Gunfire stuttered in the corridor behind me. "We do not have time for this, Raffmir."
He stayed relaxed, ignoring the approaching sounds of conflict. "They fear not only us, but each other. What if another nation has fey? What if they are secretly coaching their own squads of half-breeds in the arts of intelligence gathering, assassination, insurrection?"
"There are no other fey. Are there?"
Raffmir smiled. "They don't know, and not knowing drives them. It's the fear of the possible. What if someone else has found a way to control it – indeed, to create super-soldiers to use against them? Enormous strength, stealth, strange powers – it's a dream and a nightmare. That's what made it so easy to manipulate them, their fear and their greed. With a gift of funding and resources, they were easy to subvert. We are not their enemy, after all."
I glanced towards the corridor, expecting the sound of approaching feet at any moment.
"So in their search for a cure they discovered by accident a way to destroy the half-breeds: a manipulation of genes and viruses, a manufactured disease."
"The Feyre don't get sick, Raffmir, you know that."

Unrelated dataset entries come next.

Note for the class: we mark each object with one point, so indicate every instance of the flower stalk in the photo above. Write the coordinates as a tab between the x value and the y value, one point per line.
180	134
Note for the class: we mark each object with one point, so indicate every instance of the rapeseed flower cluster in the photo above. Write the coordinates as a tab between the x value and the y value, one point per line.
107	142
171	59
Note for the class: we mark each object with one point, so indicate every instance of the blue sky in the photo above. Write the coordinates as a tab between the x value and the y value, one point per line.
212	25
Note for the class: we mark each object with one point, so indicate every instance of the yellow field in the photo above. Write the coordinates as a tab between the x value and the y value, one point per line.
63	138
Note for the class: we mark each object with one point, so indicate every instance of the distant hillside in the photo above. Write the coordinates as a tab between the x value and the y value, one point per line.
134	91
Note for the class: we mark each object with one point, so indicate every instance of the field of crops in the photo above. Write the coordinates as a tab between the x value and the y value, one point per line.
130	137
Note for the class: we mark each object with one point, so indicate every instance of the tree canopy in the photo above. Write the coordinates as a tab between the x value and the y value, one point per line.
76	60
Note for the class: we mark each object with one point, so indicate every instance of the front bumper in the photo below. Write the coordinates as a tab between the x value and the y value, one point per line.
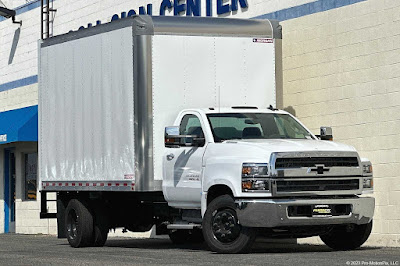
274	212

"This is true. If I drank the serum, even if I used a hypodermic to inject it, there would be no effect on me whatsoever. I am fey and neither of these vials are intended for me." He smiled. "In one of the vials, though, is an agent, a viral contagion, cultured to be as infectious as a common cold and passed from human to human. They barely notice it, and the fey are immune to that too – the true fey, that is."
"I don't understand."
"The weapon is a contagion aimed at the mongrels. Its effect is the same as if your daughter had participated in the experiment. It releases the magic within so that it consumes the host. Any mongrel that contracts the disease will die quickly and cleanly. Once released, it will spread through the human population as no more than an inconvenience – a day in bed at worst – but it will wipe out any and all of the half-breeds like a virulent plague."
I shook my head, trying to understand the scope of such a thing. "A weapon against the half-breeds? Why would you need such a thing?"

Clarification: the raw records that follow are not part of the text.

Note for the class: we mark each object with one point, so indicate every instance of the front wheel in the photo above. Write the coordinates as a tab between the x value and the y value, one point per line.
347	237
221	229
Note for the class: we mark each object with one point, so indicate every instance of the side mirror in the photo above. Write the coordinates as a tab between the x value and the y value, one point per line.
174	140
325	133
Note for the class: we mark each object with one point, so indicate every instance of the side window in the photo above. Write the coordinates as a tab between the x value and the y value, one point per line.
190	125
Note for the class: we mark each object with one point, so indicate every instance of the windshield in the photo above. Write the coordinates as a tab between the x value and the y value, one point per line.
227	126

"It is their safeguard against a mongrel army being pitched against them – a last line of defence, but it will serve the Seventh Court just as well."
Then I saw the flaw in his plan. "You can't use it – if you do then Alex or I might become infected. You have sworn by fey law to harm neither of us. You can't use it without breaking your vow, and you can't give it to anyone else to use, either. If you do, you are in violation of fey law and your life is forfeit, as is your honour."

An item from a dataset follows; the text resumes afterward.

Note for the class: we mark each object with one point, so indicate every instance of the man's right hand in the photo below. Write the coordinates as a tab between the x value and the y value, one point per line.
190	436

"A prize almost worth dying for, were that necessary."
"Almost?"
"I am giving you notice to quit. You have forty-eight hours to leave this world."
"What are you talking about?"
"You have the means, Dogstar. We are not as ignorant as you think. You have the Dead Knife from the Quit Rents Ceremony, and with that you can cleave the gaps between the worlds. You can use it to travel across the cosmos as we did, when we were forced into exile. You can go as far away as you want, and take your daughter and that pregnant bitch with you."